The present understanding of the Apiales is fairly recent and is based upon comparison of DNA sequences by phylogenetic methods. The circumscriptions of some of the families have changed. In 2009, one of the subfamilies of Araliaceae was shown to be polyphyletic.

The order Apiales is placed within the asterid group of eudicots as circumscribed by the APG III system. Within the asterids, Apiales belongs to an unranked group called the campanulids, and within the campanulids, it belongs to a clade known in phylogenetic nomenclature as Apiidae. In 2010, a subclade of Apiidae named Dipsapiidae was defined to consist of the three orders: Apiales, Paracryphiales, and Dipsacales.

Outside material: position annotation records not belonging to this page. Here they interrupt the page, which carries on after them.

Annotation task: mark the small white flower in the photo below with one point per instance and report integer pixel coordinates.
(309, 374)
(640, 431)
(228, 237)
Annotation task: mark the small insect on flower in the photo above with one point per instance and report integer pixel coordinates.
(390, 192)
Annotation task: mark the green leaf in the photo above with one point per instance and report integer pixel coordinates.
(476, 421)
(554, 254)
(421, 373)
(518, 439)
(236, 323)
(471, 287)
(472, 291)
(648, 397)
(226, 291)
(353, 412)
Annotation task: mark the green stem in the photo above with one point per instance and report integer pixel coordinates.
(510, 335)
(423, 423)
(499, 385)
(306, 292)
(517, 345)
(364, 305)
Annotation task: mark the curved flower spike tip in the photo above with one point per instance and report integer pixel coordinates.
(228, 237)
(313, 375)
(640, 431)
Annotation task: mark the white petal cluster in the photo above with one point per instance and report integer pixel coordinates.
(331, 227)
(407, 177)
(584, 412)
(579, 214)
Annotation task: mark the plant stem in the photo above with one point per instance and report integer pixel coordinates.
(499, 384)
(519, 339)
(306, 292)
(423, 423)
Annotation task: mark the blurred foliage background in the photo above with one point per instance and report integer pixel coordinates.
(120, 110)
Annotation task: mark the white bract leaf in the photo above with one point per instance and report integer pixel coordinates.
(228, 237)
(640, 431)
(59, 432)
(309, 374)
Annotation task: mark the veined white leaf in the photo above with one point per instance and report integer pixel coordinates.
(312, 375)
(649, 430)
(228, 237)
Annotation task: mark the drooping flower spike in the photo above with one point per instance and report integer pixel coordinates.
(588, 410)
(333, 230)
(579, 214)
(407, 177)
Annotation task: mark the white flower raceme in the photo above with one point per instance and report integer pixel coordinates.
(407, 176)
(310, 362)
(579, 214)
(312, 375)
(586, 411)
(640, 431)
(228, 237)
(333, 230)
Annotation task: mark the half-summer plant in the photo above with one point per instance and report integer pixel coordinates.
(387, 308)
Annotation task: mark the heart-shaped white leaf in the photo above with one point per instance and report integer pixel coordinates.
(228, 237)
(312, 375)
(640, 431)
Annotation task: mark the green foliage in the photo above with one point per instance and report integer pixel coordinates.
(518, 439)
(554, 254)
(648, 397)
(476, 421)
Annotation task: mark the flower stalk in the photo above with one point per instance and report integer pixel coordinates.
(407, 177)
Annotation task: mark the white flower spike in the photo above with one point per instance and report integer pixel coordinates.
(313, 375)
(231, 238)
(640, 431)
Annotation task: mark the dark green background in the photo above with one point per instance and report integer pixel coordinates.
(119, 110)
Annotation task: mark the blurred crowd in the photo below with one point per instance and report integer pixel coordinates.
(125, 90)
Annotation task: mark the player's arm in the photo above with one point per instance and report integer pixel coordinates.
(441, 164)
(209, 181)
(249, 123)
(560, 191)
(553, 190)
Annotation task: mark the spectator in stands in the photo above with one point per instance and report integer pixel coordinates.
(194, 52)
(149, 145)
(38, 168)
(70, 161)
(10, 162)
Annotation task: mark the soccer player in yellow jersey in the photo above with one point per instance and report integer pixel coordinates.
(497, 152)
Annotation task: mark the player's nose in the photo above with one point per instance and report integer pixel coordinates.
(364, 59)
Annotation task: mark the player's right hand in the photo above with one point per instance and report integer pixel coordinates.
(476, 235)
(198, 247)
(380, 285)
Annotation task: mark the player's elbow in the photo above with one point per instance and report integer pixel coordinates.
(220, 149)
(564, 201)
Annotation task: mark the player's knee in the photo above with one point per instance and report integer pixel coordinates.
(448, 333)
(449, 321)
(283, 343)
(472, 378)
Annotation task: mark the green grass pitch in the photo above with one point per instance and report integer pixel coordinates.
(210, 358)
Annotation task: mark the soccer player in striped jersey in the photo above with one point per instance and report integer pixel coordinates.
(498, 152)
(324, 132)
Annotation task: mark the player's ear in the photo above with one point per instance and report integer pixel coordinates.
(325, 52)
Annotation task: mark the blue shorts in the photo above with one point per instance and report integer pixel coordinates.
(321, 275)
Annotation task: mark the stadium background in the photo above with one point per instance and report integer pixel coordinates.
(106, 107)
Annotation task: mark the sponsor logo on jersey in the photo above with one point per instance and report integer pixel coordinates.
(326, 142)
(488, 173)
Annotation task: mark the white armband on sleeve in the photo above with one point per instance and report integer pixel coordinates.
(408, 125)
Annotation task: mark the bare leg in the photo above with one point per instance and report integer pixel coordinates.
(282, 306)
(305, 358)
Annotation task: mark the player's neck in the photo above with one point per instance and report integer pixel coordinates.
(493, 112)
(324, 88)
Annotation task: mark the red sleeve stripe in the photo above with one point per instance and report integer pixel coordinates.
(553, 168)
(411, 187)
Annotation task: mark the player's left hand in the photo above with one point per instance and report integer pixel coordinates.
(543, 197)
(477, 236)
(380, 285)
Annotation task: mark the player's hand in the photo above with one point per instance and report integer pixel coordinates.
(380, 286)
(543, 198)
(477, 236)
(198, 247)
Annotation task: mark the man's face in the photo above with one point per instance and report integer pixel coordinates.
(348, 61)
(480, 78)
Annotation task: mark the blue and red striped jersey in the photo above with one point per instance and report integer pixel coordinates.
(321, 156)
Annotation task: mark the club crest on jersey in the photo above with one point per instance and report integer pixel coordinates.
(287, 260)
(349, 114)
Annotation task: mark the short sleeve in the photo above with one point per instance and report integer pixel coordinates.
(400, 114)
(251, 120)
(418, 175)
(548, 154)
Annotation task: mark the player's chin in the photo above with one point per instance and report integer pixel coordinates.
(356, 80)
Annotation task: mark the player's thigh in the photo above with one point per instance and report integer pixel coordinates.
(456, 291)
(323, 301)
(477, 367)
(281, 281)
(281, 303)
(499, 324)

Under the Cronquist system, only the Apiaceae and Araliaceae were included here, and the restricted order was placed among the rosids rather than the asterids. The Pittosporaceae were placed within the Rosales, and many of the other forms within the family Cornaceae. Pennantia was in the family Icacinaceae. In the classification system of Dahlgren the families Apiaceae and Araliaceae were placed in the order Ariales, in the superorder Araliiflorae (also called Aralianae).

==Gynoecia==
The largest and obviously closely related families of Apiales are Araliaceae, Myodocarpaceae and
Apiaceae, which resemble each other in the structure of their gynoecia. In this respect however, the Pittosporaceae is notably distinct from them.

Typical syncarpous gynoecia exhibit four vertical zones, determined by the extent of fusion of the carpels. In most plants, the synascidiate (i.e. "united bottle-shaped") and symplicate zones are fertile and bear the ovules. Each of the first three families possess mainly bi- or multilocular ovaries in a gynoecium with a long synascidiate, but very short symplicate zone, where the ovules are inserted at their transition, the so-called cross-zone (or "Querzone").

In gynoecia of the Pittosporaceae, the symplicate is much longer than the synascidiate zone, and the ovules are arranged along the first. Members of the latter family consequently have unilocular ovaries with a single cavity between adjacent carpels.